1) drop the whole black iron pipe assembly from the underbelly after disconnecting the propane connections- time about 1/2 hour.
2) buy the t fitting etc I needed, measured the existing pipe, calculated how much to shorten the pipe and where to cut
3) take the pipe to the hardware store, have them cut and thread the pipe, $1.50/cut and thread
4) take it home and reassemble and install, another hours work max.
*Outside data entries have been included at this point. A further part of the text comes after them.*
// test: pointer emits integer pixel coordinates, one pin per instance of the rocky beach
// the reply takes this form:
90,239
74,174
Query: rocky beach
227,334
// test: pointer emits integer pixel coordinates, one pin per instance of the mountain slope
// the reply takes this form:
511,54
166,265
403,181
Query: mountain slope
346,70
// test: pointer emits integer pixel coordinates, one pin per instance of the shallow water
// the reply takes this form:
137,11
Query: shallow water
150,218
I added a second low pressure connector T near the existing, so we can connect the stove and propane firepit
I added another (third) low pressure connector near the passthrough where I have an outside mount for my BBQ.


----------



## Sayonara (Jul 23, 2007)

Great idea but unfortunately for me my line runs in the basement of the MH along the rail. No way to get it out without cutting it in to pieces which is what i think he was going to do. He was going to find an area where he could cut a section out, thread the ends add the T and reinstall it. Then run the extention out to the side with the fitting....all located in the basement area.


----------



## GarethsDad (Apr 4, 2007)

I would have used CSST (corrugated stainless steel tubing) and I did on my OB when I added new jacks and loc-arms to the TT. I had less than 30 bucks in parts and an hour of my time. James


----------



## SDCampers (Oct 29, 2008)

To run those two items you would have to T off one of the tanks as shown in the picture of the second post. Those items have a regulator on them and if you were to T off the line after the camper regulator they would not work properly. 
If you would print that picture and take it to any decent propane company they should be able to make you up a T and line for under $50. We used to make those up all the time were I worked.


----------



## Bob Landry (Apr 18, 2011)

It's much simpler to remove the regulator from the Weber grill and use QCs on a hose from the grill to the LP outlet on the trailer. That is if you have a gas outlet for an outdoor kitchen.


----------